I don’t even believe in those ideas and yet I have them some of the time. Especially the everybody-is-living-better-than-me bit. I drive around Los Angeles (or wherever I’m driving), peering into people’s yards, trying to imagine what living in their houses or neighborhoods is like, sizing up the worth of their real estate, deciding in a self-serving way that though they might have more material wealth than I do, their lives cannot possibly be as rich and rewarding (since as Dickens knew, being poor is so very interesting), and at the same time yearning in the most awful way to have whatever it is they’ve got. A river-rock craftsman front porch. Or Smith and Hawken gardening tools. A space-foam bed. A live-in nanny. Trust funds.

I remember hearing someone on the radio once, describing the United States as the richest country in the world and at any time in history. In Haiti, they call the rich people the “MRE,” which is short for the Morally Repugnant Elite. That’s me. That’s us. As a nation, we are the MRE of the entire world. And of all of history.

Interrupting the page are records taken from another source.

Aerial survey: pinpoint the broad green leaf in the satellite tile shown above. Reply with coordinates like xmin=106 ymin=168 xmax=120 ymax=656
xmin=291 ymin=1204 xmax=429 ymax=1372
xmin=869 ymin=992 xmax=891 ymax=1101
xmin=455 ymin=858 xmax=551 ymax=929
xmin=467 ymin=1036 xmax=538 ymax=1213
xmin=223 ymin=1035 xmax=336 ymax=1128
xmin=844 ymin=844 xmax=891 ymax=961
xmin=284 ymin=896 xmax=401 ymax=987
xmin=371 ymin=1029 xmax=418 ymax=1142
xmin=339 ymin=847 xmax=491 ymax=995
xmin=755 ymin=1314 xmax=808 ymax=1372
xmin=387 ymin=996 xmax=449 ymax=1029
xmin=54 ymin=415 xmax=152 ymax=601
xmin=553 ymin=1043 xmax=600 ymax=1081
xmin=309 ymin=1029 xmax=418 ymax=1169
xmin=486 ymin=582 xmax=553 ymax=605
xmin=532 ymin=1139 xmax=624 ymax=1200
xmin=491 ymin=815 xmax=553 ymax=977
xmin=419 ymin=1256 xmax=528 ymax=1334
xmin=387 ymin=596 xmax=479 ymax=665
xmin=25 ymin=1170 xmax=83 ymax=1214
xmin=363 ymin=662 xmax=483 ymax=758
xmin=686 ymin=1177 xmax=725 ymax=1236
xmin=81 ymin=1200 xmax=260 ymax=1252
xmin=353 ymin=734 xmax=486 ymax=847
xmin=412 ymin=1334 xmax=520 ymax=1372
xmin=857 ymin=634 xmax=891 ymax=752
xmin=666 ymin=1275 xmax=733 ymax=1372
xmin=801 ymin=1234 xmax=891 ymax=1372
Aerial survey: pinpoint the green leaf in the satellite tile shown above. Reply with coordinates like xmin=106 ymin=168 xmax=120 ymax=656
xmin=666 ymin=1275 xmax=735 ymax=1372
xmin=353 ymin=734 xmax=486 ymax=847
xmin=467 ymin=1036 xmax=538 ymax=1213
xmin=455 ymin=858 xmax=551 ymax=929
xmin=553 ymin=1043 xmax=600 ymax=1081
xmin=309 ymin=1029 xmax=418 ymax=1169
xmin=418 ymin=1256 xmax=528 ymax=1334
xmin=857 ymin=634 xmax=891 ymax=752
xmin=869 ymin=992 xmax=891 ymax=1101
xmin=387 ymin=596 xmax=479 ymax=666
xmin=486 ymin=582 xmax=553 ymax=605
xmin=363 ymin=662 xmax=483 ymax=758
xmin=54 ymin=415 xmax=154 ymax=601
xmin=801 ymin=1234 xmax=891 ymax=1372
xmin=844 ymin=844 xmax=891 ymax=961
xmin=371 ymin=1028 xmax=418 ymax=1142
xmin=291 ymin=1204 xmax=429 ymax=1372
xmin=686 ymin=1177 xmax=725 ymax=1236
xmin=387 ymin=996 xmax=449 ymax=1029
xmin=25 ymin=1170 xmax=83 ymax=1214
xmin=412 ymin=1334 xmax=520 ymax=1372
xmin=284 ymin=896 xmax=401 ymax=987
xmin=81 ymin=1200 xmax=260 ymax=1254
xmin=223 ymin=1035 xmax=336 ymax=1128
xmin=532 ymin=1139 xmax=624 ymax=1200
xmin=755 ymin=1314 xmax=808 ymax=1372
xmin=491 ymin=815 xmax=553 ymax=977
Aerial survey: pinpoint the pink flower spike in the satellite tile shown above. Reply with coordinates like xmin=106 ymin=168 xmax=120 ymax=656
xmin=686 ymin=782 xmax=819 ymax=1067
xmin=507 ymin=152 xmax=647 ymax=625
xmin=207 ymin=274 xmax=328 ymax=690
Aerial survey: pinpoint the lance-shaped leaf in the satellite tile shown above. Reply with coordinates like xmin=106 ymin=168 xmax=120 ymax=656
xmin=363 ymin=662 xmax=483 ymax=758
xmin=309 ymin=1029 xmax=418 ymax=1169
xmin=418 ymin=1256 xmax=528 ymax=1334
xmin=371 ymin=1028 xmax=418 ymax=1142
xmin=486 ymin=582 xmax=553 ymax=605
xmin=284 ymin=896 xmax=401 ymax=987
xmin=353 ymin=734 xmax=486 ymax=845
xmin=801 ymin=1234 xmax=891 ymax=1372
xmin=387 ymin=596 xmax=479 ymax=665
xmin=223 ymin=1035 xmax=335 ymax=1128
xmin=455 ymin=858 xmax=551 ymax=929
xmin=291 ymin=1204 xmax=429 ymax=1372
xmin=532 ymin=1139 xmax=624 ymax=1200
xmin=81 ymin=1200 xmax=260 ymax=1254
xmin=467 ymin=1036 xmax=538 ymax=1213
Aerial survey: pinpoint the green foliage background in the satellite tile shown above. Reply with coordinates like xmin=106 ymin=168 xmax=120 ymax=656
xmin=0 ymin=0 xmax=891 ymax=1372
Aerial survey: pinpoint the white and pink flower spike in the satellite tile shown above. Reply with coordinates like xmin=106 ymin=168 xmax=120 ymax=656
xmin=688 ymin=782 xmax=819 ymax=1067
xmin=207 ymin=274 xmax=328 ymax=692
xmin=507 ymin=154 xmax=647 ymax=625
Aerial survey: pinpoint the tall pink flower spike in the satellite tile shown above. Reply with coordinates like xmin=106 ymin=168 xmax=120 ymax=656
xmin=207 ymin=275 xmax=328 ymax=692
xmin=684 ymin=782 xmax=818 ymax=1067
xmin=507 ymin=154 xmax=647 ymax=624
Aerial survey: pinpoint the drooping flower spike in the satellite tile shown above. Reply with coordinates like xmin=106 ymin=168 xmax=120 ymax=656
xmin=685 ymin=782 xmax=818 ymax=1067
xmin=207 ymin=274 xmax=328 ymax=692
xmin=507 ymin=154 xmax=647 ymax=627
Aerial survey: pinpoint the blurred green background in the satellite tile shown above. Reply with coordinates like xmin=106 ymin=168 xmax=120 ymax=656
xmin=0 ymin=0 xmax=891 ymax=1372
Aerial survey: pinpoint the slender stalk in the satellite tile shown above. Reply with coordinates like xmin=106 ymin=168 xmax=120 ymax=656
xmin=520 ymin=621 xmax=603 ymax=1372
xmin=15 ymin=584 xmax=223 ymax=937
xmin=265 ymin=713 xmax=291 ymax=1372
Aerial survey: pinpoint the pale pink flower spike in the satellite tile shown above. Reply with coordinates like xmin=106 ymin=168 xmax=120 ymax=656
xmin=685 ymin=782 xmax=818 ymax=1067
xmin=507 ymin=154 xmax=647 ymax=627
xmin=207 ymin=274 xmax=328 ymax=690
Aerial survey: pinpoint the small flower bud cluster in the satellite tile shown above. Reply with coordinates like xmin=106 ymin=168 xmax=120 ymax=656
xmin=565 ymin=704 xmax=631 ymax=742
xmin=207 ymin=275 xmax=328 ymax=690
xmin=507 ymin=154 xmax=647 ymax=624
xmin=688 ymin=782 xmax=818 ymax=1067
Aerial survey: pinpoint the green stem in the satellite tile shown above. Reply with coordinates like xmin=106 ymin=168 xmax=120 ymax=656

I realize how rich I am every time I go to the Third World, which is the only place outside of the U.S. that I’ve ever traveled. (Well, last summer I went to London, my first non-Third-World foreign trip, and thought, this is why people get into tourism; it’s so easy, you can just jump on a subway). What I learn, when I travel, is that I am not just privileged or not-actively-poor; I am rich. It’s a lesson that I appreciate, but it’s a lesson that also leaves me extremely uncomfortable, in part because some part of my psyche is truly dependent upon viewing myself as deprived.

To be an American (and I use that term on purpose, because I usually avoid it) in the Third World is to have the opportunity — even, perhaps, the obligation — to face up to some very big realities about one’s own wealth. Fundamental to this are the kinds of relationships that can exist between Americans and those who live in the Third World, because despite our ever-so-populist pretensions, even for liberals like me, it is simply impossible to get around the fact of our richness and their poverty. We want to somehow pretend that, despite being rich tourists, we can meet “them” just person to person, that our richness, which is invisible to us, shouldn’t matter to “them” either. We’re offended if we feel used. What if they don’t like us for ourselves but rather for our ability to waft in and then out of their lives, leaving a trail of dollar bills for them to follow, Hansel’s trail of breadcrumbs to our candy land of plenty?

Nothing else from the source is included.